For many of us Parkies, dementia is the greatest fear. The medical literature typically refers to “many” of us being destined for some form of it (example “Parkinson’s Disease Q&A, Seventh Edition,” Parkinson’s Disease Foundation). I’ve read estimates up to 75%.
But is our real risk lower? “Fortunately, dementia occurs in only about 20% of people with Parkinson’s disease, “ according to a 2015 review of Parkinson’s dementia in “EMedicine and Health.”
“If patients experience hallucinations and have severe motor control (problems versus tremor predominance), they’re at higher risk for dementia. The development of dementia is slow.

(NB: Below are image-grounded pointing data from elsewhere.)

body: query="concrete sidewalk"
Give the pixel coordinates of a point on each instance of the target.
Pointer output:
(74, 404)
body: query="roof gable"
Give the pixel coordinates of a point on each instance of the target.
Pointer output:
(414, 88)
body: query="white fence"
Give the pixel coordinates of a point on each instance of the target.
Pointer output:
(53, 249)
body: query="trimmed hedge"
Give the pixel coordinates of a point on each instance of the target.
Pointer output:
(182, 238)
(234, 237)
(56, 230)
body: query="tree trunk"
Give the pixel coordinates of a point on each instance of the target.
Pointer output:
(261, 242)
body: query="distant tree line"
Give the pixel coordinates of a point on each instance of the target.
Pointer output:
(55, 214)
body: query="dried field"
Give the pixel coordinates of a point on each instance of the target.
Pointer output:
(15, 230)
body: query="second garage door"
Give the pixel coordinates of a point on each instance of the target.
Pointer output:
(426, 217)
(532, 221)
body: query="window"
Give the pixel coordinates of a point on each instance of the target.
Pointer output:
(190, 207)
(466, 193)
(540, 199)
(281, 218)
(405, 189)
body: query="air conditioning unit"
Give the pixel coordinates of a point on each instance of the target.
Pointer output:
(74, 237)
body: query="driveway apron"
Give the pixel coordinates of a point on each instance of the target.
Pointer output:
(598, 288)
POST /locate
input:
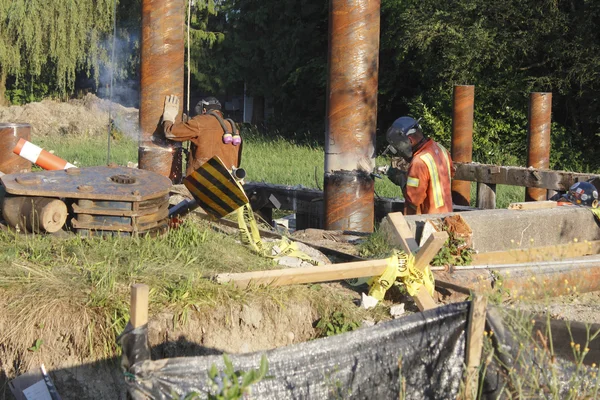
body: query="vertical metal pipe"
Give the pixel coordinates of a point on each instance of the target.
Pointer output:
(538, 139)
(462, 138)
(353, 65)
(162, 59)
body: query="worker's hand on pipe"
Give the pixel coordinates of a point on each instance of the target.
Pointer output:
(171, 108)
(397, 176)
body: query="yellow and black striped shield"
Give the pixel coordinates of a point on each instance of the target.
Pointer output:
(215, 189)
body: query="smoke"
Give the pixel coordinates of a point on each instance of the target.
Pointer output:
(119, 79)
(119, 84)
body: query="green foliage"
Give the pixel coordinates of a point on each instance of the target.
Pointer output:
(36, 346)
(231, 384)
(335, 324)
(454, 252)
(64, 36)
(374, 246)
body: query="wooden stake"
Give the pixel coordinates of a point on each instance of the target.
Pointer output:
(475, 328)
(358, 269)
(139, 305)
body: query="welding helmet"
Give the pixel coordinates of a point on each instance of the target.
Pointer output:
(583, 194)
(397, 135)
(210, 103)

Typically, people that (sic) develop symptoms of dementia do so about 10 to 15 years after the initial diagnosis of Parkinson’s disease.”
The review goes on to say: “Some researchers suggest that at least 50% of people with Parkinson’s disease have some mild cognitive impairment and estimate that as many as 20% to 40% (of those) may have more severe symptoms (of) dementia.”
Who Gets PD?
The Neuro Institute of Sarasota answers this way: “We used to think it was associated with professions such as arc-welding or steel mill work, but more recent studies have not confirmed this; in fact, it seems to be more prevalent in engineers, accountants, and doctors, suggesting that these patients are more likely to seek help and be diagnosed.”
Sensory Loss in PD
For some of us, sensory loss frustrates our everyday routines. My reduced sense of feel in both hands makes for too many incidences of the “dropsies.” My temperature control is often haywire, making me feel hotter than the actual room temperature would suggest.

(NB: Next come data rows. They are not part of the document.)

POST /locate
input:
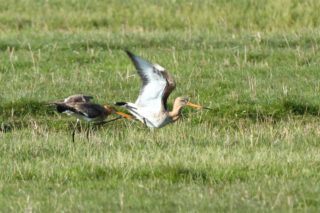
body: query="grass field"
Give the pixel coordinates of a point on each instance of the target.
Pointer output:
(255, 63)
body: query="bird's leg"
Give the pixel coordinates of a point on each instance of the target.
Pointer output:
(74, 129)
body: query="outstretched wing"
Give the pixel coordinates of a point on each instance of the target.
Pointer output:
(157, 84)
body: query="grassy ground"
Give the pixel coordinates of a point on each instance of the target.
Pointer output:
(255, 63)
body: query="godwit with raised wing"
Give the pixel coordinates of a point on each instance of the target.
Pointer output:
(151, 105)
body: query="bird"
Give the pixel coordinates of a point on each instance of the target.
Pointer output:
(81, 107)
(151, 105)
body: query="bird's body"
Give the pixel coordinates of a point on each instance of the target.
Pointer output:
(81, 107)
(151, 105)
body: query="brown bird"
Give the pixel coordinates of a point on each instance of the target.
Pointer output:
(81, 107)
(151, 105)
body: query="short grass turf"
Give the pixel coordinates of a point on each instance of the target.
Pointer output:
(255, 63)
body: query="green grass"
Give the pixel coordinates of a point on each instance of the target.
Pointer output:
(255, 63)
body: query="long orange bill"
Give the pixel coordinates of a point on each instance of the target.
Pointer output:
(122, 114)
(196, 106)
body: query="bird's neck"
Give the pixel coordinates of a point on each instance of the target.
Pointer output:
(175, 113)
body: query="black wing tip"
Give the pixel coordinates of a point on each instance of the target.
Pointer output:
(129, 53)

The possible reason? A 2008 study of skin samples by Maria Nolano, etc. shows a significant loss of sensory nerve ends in the hands of parkies.

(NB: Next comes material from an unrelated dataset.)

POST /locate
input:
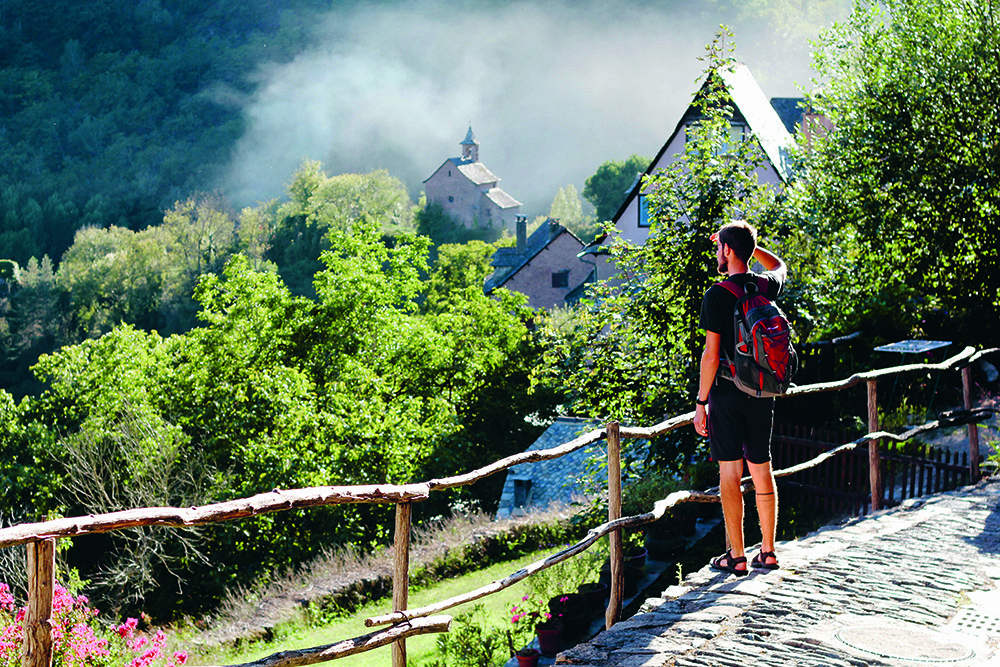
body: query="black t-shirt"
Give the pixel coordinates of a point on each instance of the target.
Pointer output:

Two recent articles are worth your attention. Barbara Peters-Smith, medical writer for The Sarasota Herald-Tribune examines the extensive and very impressive PD support and treatment options in Sarasota County, including, two, (count them two) care and treatment organizations. Eat your heart out Hillsborough and Pinellas parkies.
The second article of note is ESPN’s long feature on Rock Steady Boxing, which again raises the question of when Hillsborough will get a franchise.